Dandrieu, Ives, Terterian : quand les disques expliquent – thèmes traditionnels émergés


Je voulais mentionner ici une nouvelle tendance qui semble se dessiner au disque et au concert : la mise en relation entre les œuvres canoniques et leurs sources populaires.

Ce concept, qui peut paraître évident (tant cette filiation récurrente se trouve partout soulignée dans les commentaires musicologiques) me semble en réalité assez rare, considérant le nombre de concerts (200) et de disques (pas loin d'un millier) que je peux consommer (enfourner ?) en une année. Et c'est grand'pitié, car on passe facilement à côté de l'esprit qui a présidé à la création, si l'on ne repère pas que la plupart des Requiem adaptent simplement les mélodies grégoriennes, ou que les plus géniaux thèmes de Tchaïkovski (les symphonies, les opéras…), Moussorgski (Boris Godounov, La Khovanchtchina en sont saturés !) et Stravinski  (final de L'Oiseau de feu…) proviennent du folklore ukrainien.

Combien de fois ne m'a-t-on fait la remarque « tiens, Kharachosovietski emprunte tel thème à Tchaïkovski », alors qu'il s'agit d'un thème populaire – non seulement la référence pensée par le compositeur n'était pas à Tchaïkovski, mais de surcroît Tchaïkovski lui-même doit être pensé comme un emprunteur. Le sujet est même éclairant sur le champ d'une perception culturelle plus vaste : quand on constate la quantité de thèmes populaires essentiellement ukrainiens (quelques imports de la Volga également) qui innerve la grande musique russe, on mesure mieux en quoi les destinées politiques de l'Ukraine peuvent apparaître comme un sujet de politique interne, pour ne pas dire intime, aux yeux (et oreilles) d'un Russe.
[Les Français ont fait de même, sous l'impulsion de d'Indy, mais leurs œuvres n'atteignent pas un tel degré d'intrication, sont moins diffusées au concert et au disque… et les mélodies moins reconnaissables que les modes ukrainiens traditionnels.]

De même, lorsqu'on se rend compte du nombre de thèmes grégoriens présents partout dans la musique (le Dies iræ est loin d'être le seul !), on mesure aussi tout ce que l'on manque sans la conscience de ce matériau essentiel.

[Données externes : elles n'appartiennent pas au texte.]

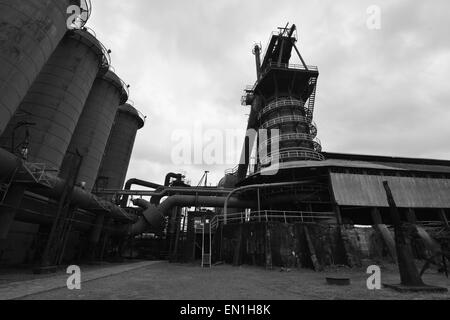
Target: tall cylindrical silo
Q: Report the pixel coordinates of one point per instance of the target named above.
(53, 105)
(94, 127)
(30, 30)
(117, 156)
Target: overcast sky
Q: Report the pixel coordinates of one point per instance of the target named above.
(381, 92)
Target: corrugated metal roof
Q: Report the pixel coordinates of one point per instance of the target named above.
(367, 190)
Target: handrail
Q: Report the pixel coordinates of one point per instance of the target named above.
(284, 119)
(288, 119)
(85, 13)
(106, 59)
(272, 34)
(280, 103)
(291, 66)
(292, 137)
(304, 155)
(232, 171)
(271, 215)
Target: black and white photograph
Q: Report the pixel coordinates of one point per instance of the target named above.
(224, 155)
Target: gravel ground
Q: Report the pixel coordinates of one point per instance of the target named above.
(176, 281)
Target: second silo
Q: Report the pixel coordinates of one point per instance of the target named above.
(94, 127)
(118, 152)
(30, 30)
(53, 105)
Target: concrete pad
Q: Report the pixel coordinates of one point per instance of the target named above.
(404, 289)
(21, 289)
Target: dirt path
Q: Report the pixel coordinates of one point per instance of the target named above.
(175, 281)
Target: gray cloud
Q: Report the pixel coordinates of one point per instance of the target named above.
(380, 92)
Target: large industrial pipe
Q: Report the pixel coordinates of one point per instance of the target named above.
(154, 216)
(10, 163)
(29, 33)
(172, 175)
(138, 182)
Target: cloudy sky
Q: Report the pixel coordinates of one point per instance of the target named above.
(382, 92)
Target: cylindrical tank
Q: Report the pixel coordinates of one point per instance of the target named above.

Pas seulement dans la musique sacrée.

charpentier_noels_traditionnels_poseidon.jpg

Or, dans ces tous derniers mois, trois disques (et un concert) ont paru en épousant cet méthode : donner au public les clefs. En concert, ce peut être facile et interactif, comme l'a fait dès 2019 l'Ensemble Poséidon d'Arnaud Condé pour son programme de Noël – les noëls traditionnels du XVIIe étaient chantés avant de faire entendre la Messe de Minuit et le Noët sur les instruments de Charpentier, ce qui permettait de relier non seulement les mélodies, mais aussi l'implicite des textes (« Joseph est bien marié », « Mais où vont ces gais bergers », etc.), à l'œuvre d'arrivée.

Au disque, cela signifie occuper de la place pour des œuvres non nobles – beaucoup d'auditeurs vont, au fil de leurs écoutes, laisser le disque tourner sans nécessairement y chercher la dimension pédagogique, surtout après l'avoir découverte une première fois –, donc prendre le risque d'un support moins « écoutable » que ceux qui enfilent les œuvres « principales ». (Une des raisons également pour lesquelles on n'enregistre pas toujours les dialogues parlés des opéras, ce qui constitue une erreur considérable à mon sens.)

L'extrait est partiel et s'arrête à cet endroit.